McKnight, who says the song about a woman’s conversation with a sex toy “is one of the most creative songs I’ve ever written,” found the reaction both alarming and amusing.
“My point was if we’re gonna categorically deny lyrics or this kind of music, then do it across the board so nobody’s allowed to do it anymore,” he says. “Don’t be mad if people you think shouldn’t do whatever you think they shouldn’t do go ahead and do it.”
The folks at comedy viral-video site Funny or Die thought the song was funny, and they eventually got McKnight to do a full video for it.
Another website that called McKnight was YouPorn, which asked him if he could do a theme song and accompanying video.
He ended up recording a song even racier than “Learn,” which also includes rap verses from his own sons – up-and-coming musicians Brian, Jr., 22, and Niko, 19. The video didn’t feature McKnight; a bald, black dwarf took his place.
“That doesn’t make you laugh?” he asks.
“I did a theme song about a porno website. You think it’s gonna be about love?”
Some thought McKnight was going off the deep end and others took advantage of McKnight’s newfound down-and-dirty side.
Just kidding
The man himself says it was all a joke.
And people who’ve seen his more tongue-in-cheek side during live performances should’ve known that.

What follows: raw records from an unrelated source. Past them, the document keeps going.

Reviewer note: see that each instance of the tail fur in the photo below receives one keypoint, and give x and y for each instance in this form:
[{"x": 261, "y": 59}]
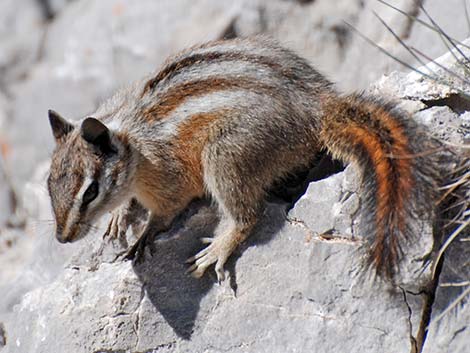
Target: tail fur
[{"x": 399, "y": 174}]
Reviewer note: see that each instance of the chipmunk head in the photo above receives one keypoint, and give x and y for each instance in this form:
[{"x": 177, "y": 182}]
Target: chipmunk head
[{"x": 91, "y": 173}]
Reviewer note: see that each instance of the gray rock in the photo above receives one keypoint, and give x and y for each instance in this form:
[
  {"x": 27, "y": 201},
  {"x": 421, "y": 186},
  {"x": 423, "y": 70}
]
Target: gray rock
[
  {"x": 300, "y": 281},
  {"x": 21, "y": 33},
  {"x": 90, "y": 50}
]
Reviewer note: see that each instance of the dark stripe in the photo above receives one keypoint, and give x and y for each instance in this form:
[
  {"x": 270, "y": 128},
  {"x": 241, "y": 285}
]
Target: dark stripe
[
  {"x": 175, "y": 67},
  {"x": 177, "y": 95}
]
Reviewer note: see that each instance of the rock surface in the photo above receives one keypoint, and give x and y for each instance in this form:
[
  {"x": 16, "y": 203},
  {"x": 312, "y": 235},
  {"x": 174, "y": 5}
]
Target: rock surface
[{"x": 299, "y": 283}]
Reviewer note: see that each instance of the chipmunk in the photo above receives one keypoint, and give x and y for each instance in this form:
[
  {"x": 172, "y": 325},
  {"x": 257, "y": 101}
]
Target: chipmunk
[{"x": 227, "y": 119}]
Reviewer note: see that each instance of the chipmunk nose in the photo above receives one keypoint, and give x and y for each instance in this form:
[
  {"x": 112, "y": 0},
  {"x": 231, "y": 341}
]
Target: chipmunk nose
[{"x": 60, "y": 238}]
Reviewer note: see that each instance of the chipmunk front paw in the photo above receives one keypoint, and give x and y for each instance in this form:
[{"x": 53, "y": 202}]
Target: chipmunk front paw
[{"x": 218, "y": 251}]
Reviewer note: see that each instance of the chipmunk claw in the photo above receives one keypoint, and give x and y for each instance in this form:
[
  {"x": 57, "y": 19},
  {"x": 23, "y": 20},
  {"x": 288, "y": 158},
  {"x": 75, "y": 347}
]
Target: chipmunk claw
[{"x": 214, "y": 253}]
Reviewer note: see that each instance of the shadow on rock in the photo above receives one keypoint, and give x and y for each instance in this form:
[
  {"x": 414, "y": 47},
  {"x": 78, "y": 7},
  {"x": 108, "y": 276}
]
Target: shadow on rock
[{"x": 162, "y": 269}]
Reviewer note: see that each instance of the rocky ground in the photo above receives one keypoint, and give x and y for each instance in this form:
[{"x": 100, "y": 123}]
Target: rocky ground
[{"x": 292, "y": 287}]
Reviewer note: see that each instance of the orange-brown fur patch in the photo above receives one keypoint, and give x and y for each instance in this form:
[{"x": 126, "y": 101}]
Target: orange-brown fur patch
[
  {"x": 401, "y": 158},
  {"x": 382, "y": 171},
  {"x": 190, "y": 141}
]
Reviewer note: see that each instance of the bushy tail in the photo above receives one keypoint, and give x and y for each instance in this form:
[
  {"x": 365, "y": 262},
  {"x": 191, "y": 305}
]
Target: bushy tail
[{"x": 399, "y": 172}]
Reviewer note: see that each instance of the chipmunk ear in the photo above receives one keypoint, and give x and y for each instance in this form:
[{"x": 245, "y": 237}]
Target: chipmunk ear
[
  {"x": 60, "y": 127},
  {"x": 96, "y": 133}
]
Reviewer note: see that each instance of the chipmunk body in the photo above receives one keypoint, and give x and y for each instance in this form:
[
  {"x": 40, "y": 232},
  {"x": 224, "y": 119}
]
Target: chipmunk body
[{"x": 228, "y": 119}]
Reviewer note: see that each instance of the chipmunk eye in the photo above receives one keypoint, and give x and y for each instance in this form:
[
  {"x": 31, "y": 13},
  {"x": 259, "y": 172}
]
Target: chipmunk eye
[{"x": 91, "y": 193}]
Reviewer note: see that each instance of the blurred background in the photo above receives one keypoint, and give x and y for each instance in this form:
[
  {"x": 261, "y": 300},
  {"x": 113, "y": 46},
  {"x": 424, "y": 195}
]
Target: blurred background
[{"x": 68, "y": 55}]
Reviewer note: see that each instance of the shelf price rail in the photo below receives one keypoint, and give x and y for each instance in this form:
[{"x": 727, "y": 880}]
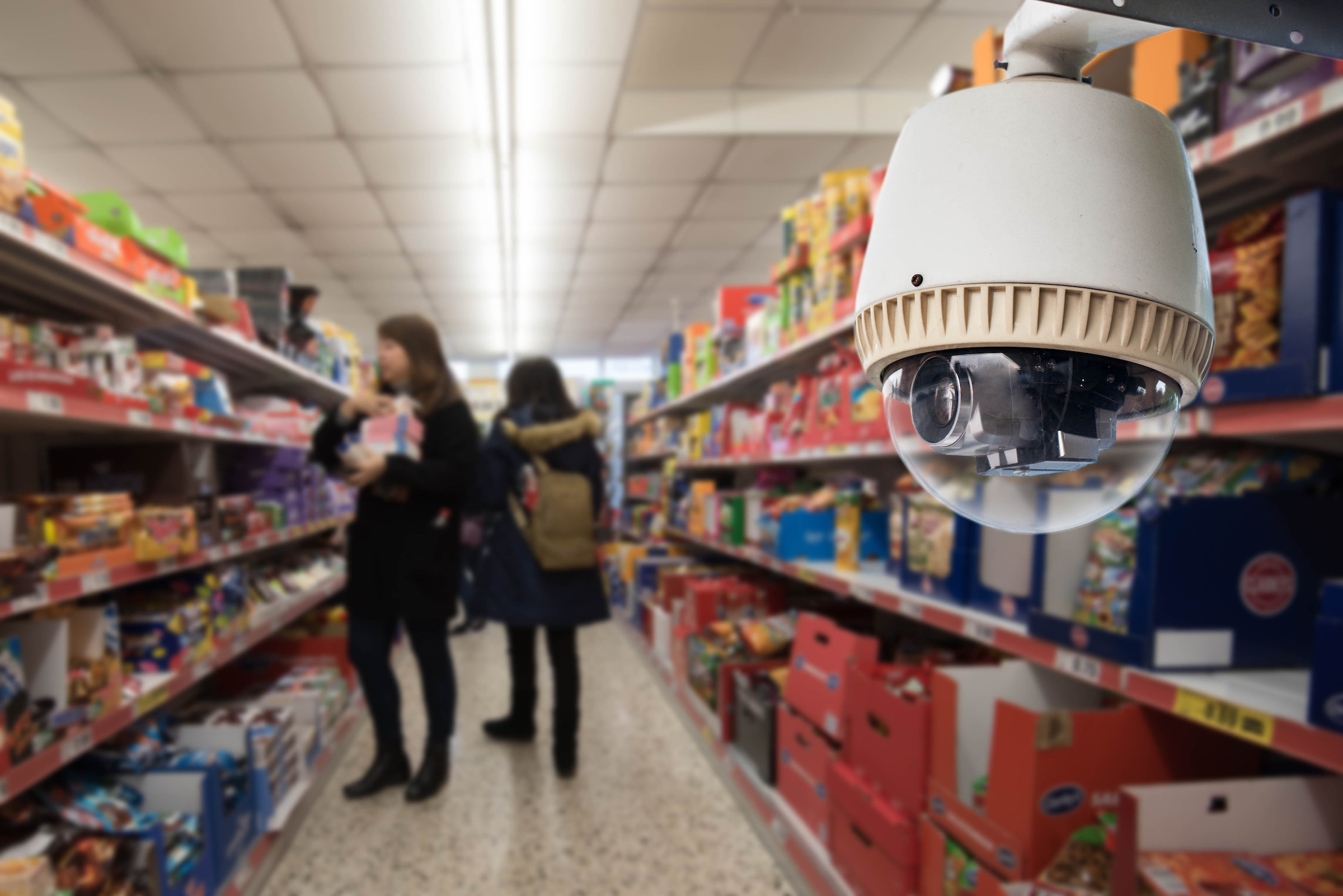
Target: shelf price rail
[
  {"x": 76, "y": 587},
  {"x": 1266, "y": 708},
  {"x": 17, "y": 779}
]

“Let me ask you a question,” he says. “If any of this happened on ‘Saturday Night Live,’ would you have a problem? Would anybody have a problem?”
Well, no one on “SNL” has had a history of doing straight-faced, adult-contemporary ballads.
“Hold on! Hold on! You say that, but Justin Timberlake was on there and he did a song called ‘(expletive) in a Box.’ So, don’t tell me it doesn’t happen, because it does.”
Believe it or not, McKnight says he was also reminding young recording artists that they don’t have to pander or sell out.
“To me, it’s not really about this song or whatever,” he says.
“It’s really about, you know, what are we gonna do to try to make this better for the kids who are out there who really want to write about something, who really want to sing about something. We have completely gone away from those kids.
“Because, now, they’re gonna be forced to sell their soul and do this kind of music to make it in this business, and that’s the part that’s sad.”
McKnight, who has a new album due in January, says that this little, interesting experiment of his is over.
So don’t expect him to sing his recent, risqué tunes at any of his live shows, especially his show at the N.C. State Fair this week.
“I said that I would never perform it live,” he says, “and I’m sticking to that.”